No administrator was appointed for the estate of Emmett E. Lamar, the deceased soldier, until the plaintiff qualified in July of 1934. After negotiations the Veterans' Administration, desiring to pay the balance of the insurance in a lump sum, ascertained this balance to be $2,552, which it sent to the plaintiff after deducting the sum of $571.48, the amount which it had erroneously paid to the four heirs as set out above, and which rightfully should have been paid to Jessie Lee and Dennis Lee.
The defendant admits that the amount was erroneously paid, but by reason of the provisions of the statute the account, which would be the amount due the decedent or his estate, is chargeable with claims which the United States may have against it.

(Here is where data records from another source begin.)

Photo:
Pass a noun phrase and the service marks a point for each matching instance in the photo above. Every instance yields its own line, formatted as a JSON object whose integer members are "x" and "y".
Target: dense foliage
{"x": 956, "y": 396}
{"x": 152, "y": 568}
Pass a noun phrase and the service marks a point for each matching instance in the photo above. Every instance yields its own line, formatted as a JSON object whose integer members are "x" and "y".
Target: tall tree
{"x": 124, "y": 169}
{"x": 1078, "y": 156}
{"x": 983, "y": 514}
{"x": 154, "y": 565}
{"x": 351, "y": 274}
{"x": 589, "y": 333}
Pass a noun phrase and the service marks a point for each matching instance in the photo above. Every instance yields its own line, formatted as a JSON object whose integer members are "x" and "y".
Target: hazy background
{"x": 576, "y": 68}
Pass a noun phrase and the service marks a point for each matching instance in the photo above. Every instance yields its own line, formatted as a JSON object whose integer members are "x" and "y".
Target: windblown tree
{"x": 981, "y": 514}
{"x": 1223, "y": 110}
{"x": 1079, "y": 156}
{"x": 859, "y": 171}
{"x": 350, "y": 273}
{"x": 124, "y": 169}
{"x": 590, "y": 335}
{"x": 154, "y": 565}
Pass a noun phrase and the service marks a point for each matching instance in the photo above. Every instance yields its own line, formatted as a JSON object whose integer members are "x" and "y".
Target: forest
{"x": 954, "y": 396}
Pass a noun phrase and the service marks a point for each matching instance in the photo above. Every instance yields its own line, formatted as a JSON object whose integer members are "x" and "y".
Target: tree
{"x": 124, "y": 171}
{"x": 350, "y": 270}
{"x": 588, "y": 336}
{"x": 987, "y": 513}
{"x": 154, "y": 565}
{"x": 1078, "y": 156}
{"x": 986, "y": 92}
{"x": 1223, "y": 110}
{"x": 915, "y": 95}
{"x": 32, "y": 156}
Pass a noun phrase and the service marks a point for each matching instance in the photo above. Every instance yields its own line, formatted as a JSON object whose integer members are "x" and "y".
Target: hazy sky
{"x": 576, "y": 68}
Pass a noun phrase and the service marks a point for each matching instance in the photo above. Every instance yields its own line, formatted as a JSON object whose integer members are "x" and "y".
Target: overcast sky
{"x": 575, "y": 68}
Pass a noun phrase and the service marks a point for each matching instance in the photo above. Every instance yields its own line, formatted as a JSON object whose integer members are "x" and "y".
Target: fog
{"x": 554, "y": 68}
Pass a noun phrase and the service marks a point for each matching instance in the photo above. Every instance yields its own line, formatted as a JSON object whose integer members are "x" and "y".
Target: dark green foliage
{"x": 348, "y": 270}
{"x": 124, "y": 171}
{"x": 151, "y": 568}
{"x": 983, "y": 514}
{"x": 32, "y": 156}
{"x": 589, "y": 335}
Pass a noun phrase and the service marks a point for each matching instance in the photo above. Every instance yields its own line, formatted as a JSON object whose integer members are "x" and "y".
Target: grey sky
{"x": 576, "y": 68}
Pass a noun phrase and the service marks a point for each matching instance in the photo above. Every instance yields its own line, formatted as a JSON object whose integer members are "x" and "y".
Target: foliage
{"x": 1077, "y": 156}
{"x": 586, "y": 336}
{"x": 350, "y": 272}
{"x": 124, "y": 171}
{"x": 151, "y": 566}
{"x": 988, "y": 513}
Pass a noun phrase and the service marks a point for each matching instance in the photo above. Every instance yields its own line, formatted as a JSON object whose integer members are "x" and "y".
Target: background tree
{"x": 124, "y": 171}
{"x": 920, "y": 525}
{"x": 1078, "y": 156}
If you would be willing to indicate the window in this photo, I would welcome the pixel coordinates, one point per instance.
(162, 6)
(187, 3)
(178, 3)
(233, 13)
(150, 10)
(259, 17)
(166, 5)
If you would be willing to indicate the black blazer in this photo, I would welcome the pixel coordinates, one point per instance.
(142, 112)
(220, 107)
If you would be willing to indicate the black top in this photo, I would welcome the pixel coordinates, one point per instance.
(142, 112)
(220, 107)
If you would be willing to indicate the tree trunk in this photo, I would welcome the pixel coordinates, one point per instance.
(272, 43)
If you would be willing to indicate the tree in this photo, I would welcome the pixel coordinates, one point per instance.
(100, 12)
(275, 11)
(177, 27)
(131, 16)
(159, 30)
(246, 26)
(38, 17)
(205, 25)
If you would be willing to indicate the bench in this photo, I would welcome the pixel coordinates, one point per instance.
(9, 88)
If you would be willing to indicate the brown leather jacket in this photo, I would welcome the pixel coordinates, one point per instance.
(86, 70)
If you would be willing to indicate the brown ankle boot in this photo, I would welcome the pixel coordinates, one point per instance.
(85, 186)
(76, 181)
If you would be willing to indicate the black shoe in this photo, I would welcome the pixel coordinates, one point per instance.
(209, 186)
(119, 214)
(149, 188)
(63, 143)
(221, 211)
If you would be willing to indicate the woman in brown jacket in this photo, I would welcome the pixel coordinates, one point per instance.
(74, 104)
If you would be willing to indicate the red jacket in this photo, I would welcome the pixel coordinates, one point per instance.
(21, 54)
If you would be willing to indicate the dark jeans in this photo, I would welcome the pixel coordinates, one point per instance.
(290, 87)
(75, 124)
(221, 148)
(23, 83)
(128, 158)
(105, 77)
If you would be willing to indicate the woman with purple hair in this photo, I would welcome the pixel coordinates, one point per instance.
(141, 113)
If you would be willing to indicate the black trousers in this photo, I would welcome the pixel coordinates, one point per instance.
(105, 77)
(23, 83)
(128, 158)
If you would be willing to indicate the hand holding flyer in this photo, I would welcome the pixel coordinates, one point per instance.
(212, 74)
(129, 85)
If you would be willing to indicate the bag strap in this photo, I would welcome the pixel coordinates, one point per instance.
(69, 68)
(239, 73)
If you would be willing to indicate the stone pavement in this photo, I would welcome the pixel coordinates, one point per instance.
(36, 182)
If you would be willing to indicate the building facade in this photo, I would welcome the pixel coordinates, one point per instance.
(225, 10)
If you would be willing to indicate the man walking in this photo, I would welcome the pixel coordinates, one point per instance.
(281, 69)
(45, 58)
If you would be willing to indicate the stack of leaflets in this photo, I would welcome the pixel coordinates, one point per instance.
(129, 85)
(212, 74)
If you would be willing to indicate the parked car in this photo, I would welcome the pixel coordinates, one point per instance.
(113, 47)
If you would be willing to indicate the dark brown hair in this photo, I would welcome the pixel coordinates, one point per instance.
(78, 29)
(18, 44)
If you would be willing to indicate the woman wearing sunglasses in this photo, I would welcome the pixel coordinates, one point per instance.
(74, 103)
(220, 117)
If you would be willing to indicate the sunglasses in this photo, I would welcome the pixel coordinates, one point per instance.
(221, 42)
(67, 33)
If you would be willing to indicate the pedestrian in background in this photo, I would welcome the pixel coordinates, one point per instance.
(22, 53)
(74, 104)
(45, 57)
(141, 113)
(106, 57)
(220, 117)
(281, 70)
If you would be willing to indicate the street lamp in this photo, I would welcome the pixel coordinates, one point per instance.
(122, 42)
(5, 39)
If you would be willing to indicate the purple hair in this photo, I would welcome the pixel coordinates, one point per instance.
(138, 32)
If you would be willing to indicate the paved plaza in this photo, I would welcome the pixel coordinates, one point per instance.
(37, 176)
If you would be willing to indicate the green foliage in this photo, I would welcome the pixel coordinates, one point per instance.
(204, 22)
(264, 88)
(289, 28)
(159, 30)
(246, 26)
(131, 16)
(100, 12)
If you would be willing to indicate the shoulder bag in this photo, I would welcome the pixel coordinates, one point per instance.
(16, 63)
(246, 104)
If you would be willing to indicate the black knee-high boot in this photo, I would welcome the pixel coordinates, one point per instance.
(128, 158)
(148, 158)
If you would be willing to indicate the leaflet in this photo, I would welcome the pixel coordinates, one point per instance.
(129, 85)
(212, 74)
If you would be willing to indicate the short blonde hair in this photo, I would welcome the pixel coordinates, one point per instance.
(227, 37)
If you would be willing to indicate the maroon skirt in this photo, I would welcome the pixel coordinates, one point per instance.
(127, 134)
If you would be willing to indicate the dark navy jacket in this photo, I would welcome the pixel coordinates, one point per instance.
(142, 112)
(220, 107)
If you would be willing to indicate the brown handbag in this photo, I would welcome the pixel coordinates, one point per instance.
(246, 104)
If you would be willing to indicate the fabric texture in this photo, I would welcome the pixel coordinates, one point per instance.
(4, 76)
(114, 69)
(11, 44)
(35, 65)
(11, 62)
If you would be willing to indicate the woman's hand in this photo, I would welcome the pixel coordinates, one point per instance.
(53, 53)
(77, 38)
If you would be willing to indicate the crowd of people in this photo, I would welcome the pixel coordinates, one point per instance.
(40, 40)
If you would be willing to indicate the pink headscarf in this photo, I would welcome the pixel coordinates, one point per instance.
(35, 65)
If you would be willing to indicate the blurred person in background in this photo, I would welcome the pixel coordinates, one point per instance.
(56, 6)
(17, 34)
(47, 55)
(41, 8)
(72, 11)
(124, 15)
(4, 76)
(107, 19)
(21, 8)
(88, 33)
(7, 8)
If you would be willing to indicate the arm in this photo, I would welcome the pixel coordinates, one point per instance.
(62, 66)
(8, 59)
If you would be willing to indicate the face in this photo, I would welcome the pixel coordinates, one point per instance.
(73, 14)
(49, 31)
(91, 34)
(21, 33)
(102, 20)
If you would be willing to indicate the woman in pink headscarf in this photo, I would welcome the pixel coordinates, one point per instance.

It can be seen, however, from the wording of the Act itself, that the charge is allowed against the insurance itself and does not admit of exception. So long as the United States has the fund in its hands it can charge it with the claims. No other reasonable construction could be put upon the wording of this statute. Counsel for the plaintiff cites no authority holding to the contrary.
The United States can be sued only by its consent and when giving that consent can prescribe the terms. United States v. Lee, 106 U.S. 196, 1 S.Ct. 240, 27 L.Ed. 171; Bryson v. Hines, 4 Cir., 268 F. 290, 11 A.L.R. 1438; Lynch v. United States, 292 U.S. 571, 54 S.Ct. 840, 78 L.Ed. 1434. It cannot be held accountable for the errors of its agents, and although frequently working a hardship in individual cases, the wisdom of the rule is evident. Wilber National Bank, etc. v. United States, 294 U.S. 120, 55 S.Ct. 362, 79 L.Ed. 798.
This same statute has been construed and applied by the Circuit Court of Appeals for the Sixth Circuit. United States v. Mroch, 88 F.2d 888. It is true that in that case the fund went to the same party acting in a dual capacity. I am unable to see how that would distinguish that case from the one at bar. The principle is exactly the same. It must continually be borne in mind that individuals, as such, either personally or in a fiduciary capacity, are not the things to which the statute refers. It is the fund in question. The amount of the insurance. It is this fund for which the government gave the parties a right to proceed against it. It gave this right to sue with the proviso that the fund should be burdened with any claim the United States had against it. The United States had the claim of $571.48 which was due it because of a mistake of its officer or agent, and the amount was rightfully deducted.
The motion to strike is therefore overruled. Orders in conformity herewith should be prepared and submitted.